For your info I was in electric pump business, and also I do have degree in electronics.

So I do know what I am talking about, but if anybody wants to carry unsafe electrical conversion risking trouble you are free to do it. It is your business, your ignorance and your safety not mine.


----------



## ShaneVBS (Aug 22, 2011)

I can tell you how there is no differance with 120 vs 220 except neutrel is hot for 220 and 220 draws less current. But he was asking about wiring for equipment not his house, i think he understands that much. As far as what your talking about pasco i think your over complicating it.

Ive been an electrican for 13 years, working on masters now, currenty have a masters in plumbing, gas fitter, and HVAC


----------



## pascopol (Apr 23, 2009)

No difference between 120 vs 220 ????

You may get a Nobel Price for such a statement.

"Wiring for equipment not his house".

So where is the power coming from, his household installation or directly from power pole?

Again ever heard of Ohm's Law?

They teach it first quarter of any electric study course.

You are saying "Neutral is hot" for 220 ?

I'd surely would not want to live in a house wired by you.

LOL


----------



## brobers (Nov 14, 2009)

pascopol said:


> I am replying cause some of you guys have no clue how electricity works.

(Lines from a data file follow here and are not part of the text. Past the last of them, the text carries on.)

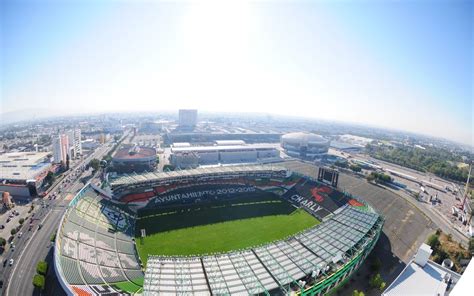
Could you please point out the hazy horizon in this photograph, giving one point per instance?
(353, 62)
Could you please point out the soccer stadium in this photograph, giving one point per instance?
(247, 229)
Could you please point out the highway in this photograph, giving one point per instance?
(35, 245)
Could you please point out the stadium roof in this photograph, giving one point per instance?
(134, 153)
(135, 178)
(266, 267)
(23, 165)
(223, 147)
(430, 279)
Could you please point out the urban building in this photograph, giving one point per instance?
(89, 144)
(422, 276)
(134, 159)
(184, 155)
(187, 118)
(60, 148)
(305, 145)
(22, 173)
(355, 140)
(74, 143)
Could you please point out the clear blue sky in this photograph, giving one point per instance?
(397, 64)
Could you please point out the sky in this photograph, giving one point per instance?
(405, 65)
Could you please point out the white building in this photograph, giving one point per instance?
(355, 140)
(304, 145)
(187, 118)
(75, 144)
(222, 153)
(60, 148)
(422, 276)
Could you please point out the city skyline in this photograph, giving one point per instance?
(350, 62)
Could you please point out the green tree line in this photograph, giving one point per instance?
(433, 160)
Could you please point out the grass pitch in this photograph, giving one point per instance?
(239, 223)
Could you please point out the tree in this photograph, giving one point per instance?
(471, 245)
(433, 242)
(42, 267)
(94, 164)
(370, 177)
(355, 168)
(376, 282)
(168, 167)
(39, 281)
(376, 264)
(67, 162)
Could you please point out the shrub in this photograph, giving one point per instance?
(471, 245)
(42, 267)
(355, 168)
(39, 281)
(375, 264)
(433, 242)
(357, 293)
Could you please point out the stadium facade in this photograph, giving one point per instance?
(304, 145)
(95, 252)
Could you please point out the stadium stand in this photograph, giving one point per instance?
(95, 251)
(279, 266)
(95, 248)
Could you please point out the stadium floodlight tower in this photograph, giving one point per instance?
(250, 280)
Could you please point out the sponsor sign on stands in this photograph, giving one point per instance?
(193, 195)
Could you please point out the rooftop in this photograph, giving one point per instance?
(431, 279)
(23, 165)
(134, 153)
(223, 147)
(152, 176)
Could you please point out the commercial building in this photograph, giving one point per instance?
(222, 152)
(75, 144)
(422, 276)
(187, 118)
(305, 145)
(355, 140)
(60, 148)
(22, 173)
(134, 159)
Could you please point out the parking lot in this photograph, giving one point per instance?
(405, 226)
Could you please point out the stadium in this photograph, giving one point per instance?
(222, 230)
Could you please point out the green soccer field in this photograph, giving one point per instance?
(220, 227)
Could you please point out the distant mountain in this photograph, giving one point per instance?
(26, 115)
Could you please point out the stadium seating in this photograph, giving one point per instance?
(95, 245)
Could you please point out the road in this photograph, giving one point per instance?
(34, 246)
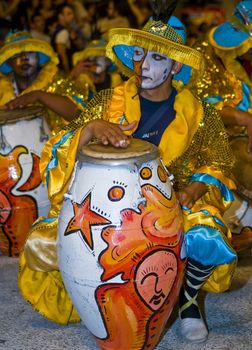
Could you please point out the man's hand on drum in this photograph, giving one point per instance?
(23, 100)
(107, 133)
(190, 194)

I went to school for Electronics Technology at Indiana State University and have a BS in OLS with a technical focus in Electronics Technology from Purdue. I do understand how electricity works. I did not understand how this circuit worked at the time I posted this question as I had not opened the unit up and studied it. You admittedly have no clue about the equipment in question and have completely missed the concept and that is changing the unit from a 220V system to a 110V system. This, as I understand it, is a relatively common practice to switch a unit from 220V to 110V or vice versa. I just wanted to make sure there wasn't something weird about the wiring when changing from one to the other that needed to be done. No one else had asked this question before and hence why I asked it now. Why you even bothered to reply and then to keep arguing when you clearly don't even understand the hardware in question or the actual problem is beyond me.

Oh and for the record I ate the Strawberries. I thought no one wanted them...


----------



## pascopol (Apr 23, 2009)

You have no clue how electricity works saying "There is no difference between 220 and 110 Volts.

You have no clue about Ohms Law which is the basic theory of electricity.

You have no clue saying " I can tell you how there is no differance with 120 vs 220 except neutrel is hot for 220"

Better stick to your pluming and pipe fitting, or if you do electrical installations get a good lawyer.


----------



## Barry (Dec 28, 1999)

:no: Time for this train to change tracks.


----------



## ShaneVBS (Aug 22, 2011)

WOW, sry let me rephrase, the only differance between 120 and 220 is that you have a neutrel and hot with 120 and 220 you have two hot, sometimes with a neutrel. Dont want to confuse you, just read my reply more closely and you will see what i mean.

But as you can see by what i meant by, wiring up controls and loads are the same for 120 vs 220. which is what this whole conversation is about


----------